Vs captures some of that passion for me, some of that screaming power. Don't get me wrong, I don't play it just because of the superheroes - I play it because it's the best damn game out there. But without that initial push, I might never have learned about it.

I don't know where you're coming to this blog from, if you're coming at all. Some of the posts - obviously! - are extremely Vs-centric, and some are very comic-book-y. Sometimes I'll talk about movies, and sometimes music, and sometimes I'll tell you what my favorite novels are, or what I love in role-playing games. Whatever. I guess this post was a little post-intro-explanatroduction, and as such, I'll keep it succinct.

Go out and try something new. If you're a Vs. fan who never picked up a comic book, or never strayed from the Big Guys (Superman, Batman, Spider-Man, Wolverine, etc...) give something else a shot. Try out Blue Beetle, by John Rogers, or Grant Morrison's Animal Man, or Seven Soldiers. Or go way out there, and hit up something like Lucifer, or Y: The Last Man.

If you're a comic book fan, give Vs. a shot. You can build decks and play them for free online, and if you want me to teach you with a game or two, let me know. It's a great game, it really is, and it has one of the best player-bases I've ever had the pleasure to interact with.

And, if you don't like either Vs OR comics...well, you've got a whole helluva lot of things to try out, don't you? Enjoy them!

Download for the program to play Vs free online: http://forum.tcgplayer.com/showthread.php?t=114390

Monday, January 14, 2008

In the Know

Because I like to keep you all 'in the know', as it were, when it comes to comic books, here's something that people are getting up in a bunch about.

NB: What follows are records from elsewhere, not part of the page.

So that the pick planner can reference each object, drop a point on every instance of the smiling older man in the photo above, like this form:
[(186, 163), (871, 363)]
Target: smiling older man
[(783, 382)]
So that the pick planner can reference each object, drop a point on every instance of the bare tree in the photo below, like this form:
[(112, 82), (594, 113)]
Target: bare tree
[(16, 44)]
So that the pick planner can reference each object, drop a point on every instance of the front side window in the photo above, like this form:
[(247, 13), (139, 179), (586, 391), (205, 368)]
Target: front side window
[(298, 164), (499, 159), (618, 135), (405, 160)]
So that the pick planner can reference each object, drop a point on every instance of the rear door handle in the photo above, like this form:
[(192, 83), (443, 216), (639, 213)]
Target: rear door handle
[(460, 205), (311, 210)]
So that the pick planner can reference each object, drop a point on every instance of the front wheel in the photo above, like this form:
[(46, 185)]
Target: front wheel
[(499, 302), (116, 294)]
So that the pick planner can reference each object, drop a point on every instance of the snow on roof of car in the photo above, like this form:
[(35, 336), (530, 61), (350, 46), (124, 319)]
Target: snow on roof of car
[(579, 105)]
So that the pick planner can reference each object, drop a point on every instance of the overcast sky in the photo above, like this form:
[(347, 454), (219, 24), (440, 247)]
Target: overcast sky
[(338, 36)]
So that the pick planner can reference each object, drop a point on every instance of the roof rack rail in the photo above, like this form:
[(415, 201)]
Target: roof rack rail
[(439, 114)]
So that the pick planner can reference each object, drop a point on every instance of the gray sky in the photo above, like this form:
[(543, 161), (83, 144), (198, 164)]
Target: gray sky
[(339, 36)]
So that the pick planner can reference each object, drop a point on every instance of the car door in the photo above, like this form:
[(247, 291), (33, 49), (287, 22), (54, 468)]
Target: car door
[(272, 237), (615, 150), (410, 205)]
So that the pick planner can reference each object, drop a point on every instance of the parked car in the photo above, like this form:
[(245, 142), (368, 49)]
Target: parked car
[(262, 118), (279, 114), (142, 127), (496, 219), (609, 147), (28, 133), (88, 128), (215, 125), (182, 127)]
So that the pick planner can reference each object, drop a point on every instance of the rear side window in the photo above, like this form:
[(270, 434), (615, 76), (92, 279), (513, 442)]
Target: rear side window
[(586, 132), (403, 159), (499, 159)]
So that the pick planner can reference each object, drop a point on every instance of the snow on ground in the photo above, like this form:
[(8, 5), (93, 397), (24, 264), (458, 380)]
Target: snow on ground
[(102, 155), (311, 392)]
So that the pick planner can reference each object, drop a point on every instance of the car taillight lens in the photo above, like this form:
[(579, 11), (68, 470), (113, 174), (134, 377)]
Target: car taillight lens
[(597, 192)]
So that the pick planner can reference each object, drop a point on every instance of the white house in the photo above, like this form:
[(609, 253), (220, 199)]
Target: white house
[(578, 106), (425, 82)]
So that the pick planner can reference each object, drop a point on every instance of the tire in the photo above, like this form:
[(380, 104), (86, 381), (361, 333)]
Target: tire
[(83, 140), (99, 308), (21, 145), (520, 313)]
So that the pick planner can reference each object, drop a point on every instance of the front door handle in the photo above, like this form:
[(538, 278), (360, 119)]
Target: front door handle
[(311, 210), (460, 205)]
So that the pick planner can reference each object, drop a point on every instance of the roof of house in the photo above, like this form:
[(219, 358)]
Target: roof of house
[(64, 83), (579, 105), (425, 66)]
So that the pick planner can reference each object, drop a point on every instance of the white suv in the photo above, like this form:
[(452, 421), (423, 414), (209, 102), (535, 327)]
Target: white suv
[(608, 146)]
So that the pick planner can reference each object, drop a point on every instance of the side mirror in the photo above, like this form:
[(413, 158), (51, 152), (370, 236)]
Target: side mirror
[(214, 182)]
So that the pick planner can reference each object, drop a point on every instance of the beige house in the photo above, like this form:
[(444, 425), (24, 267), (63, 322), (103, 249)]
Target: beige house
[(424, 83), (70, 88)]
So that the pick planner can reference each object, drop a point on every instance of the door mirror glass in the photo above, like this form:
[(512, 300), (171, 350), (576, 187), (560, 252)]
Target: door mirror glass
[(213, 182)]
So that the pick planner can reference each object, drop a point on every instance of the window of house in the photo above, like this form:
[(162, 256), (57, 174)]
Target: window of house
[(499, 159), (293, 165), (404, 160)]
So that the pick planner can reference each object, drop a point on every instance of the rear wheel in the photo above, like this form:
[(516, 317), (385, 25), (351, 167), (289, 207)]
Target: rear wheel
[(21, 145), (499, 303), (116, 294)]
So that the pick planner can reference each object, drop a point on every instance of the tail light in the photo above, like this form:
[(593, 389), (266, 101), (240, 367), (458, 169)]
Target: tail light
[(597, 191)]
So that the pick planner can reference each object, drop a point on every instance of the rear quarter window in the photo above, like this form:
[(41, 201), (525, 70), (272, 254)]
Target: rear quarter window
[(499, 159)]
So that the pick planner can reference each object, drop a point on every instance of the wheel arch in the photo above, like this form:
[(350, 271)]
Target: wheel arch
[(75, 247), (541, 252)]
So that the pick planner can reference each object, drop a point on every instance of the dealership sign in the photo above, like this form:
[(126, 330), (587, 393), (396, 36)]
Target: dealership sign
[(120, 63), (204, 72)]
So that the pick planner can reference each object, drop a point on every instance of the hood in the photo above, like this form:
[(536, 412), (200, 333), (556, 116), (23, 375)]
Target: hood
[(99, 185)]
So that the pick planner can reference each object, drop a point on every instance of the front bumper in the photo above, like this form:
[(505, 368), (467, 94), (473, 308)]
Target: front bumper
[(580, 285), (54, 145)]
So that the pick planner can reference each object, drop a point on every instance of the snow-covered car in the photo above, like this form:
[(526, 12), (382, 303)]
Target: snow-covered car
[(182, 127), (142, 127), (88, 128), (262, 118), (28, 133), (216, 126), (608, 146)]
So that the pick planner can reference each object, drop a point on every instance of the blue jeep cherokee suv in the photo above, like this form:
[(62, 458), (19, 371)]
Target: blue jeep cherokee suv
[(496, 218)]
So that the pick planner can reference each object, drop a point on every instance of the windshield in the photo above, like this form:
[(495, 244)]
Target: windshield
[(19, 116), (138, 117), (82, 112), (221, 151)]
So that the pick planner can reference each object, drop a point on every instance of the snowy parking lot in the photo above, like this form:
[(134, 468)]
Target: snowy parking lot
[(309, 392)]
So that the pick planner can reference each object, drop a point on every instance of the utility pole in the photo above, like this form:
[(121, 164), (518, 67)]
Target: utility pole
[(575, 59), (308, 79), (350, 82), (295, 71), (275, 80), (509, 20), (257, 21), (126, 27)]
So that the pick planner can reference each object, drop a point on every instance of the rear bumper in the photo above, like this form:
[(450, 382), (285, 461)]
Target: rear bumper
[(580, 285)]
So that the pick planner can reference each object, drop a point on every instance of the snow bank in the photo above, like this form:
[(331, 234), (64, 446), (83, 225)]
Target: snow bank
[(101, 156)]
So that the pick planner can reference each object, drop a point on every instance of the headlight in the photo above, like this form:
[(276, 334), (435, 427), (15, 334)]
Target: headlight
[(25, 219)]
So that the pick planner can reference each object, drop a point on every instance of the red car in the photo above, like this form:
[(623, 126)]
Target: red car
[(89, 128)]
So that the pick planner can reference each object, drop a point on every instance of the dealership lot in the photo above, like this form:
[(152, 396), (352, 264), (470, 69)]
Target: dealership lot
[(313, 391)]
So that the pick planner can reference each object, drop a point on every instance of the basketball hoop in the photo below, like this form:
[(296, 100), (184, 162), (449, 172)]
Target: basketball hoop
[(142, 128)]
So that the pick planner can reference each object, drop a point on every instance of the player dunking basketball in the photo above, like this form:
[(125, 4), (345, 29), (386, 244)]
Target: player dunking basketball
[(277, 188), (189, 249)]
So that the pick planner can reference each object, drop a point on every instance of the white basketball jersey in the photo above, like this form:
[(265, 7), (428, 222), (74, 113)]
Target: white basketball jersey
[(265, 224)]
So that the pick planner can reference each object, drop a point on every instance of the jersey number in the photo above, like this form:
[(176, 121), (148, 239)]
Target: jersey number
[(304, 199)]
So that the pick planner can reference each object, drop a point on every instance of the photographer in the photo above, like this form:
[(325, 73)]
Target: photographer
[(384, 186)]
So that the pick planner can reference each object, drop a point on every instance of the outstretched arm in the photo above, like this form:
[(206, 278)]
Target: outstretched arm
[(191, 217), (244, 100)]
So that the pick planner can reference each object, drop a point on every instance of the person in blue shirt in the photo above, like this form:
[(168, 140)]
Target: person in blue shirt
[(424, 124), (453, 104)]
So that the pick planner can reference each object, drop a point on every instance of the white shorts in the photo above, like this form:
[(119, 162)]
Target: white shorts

http://ruckawriter.livejournal.com/31761.html

If you're curious about that journal, it belongs to Greg Rucka, an extremely well-respected comic book writer. I heard about it through scans_daily, which is THE place to go if you're curious about any sort of comic books. It's a good place to be.

Anyway, chime in with your opinion if you want. I think that it was a remarkably short-sighted move on DC's part, though I don't think it was a calculated one by playboy. DC really does need to get on top of the ball with Wonder Woman and figure out what the hell they want to do with her. Because half the time, they bitch and whine about not having enough 'positive female role-models' and how they 'can't seem to hold onto female readers'. And half the time they treat Wonder Woman as a fetish model and think that if they just porn her up enough, she'll be popular.

You might guess which I think Wonder Woman should be.

Saturday, January 12, 2008

Attempted review, failed!

I often don't have too much to write about here. Shocked? I'm not. I don't know that anyone reads this, but I still plan to keep up on it, just because...yeah.

I doubt most of you would be interested in this particularly, but I'm probably also going to begin to post some fantasy cards. I really like making them. It's fun. It's...a lot of fun. For me. And only for me. So heads up.

I tried to post a DCL review, but I was defeated by my computer. I apologize most humbly!

Sunday, January 6, 2008

The New Year

Well, it's been a little while since I posted. A whirlwind of vacations and packing and driving back to school and visiting friends have seen me stepping away from the Internet in recent days. But worry not! I've not forgotten you, oh no. And to prove it, here's my new years resolution.

I solemnly swear that I will, every single day, try and arc out a storyline for a comic book, short story, or novel AND write it down. If possible, I will get to work on the actual scripting/writing aspect of it, too, but my resolution right now is to make sure that I don't forget that, when it comes to writing, you really should never give up.

It's not about being published. It's about having fun.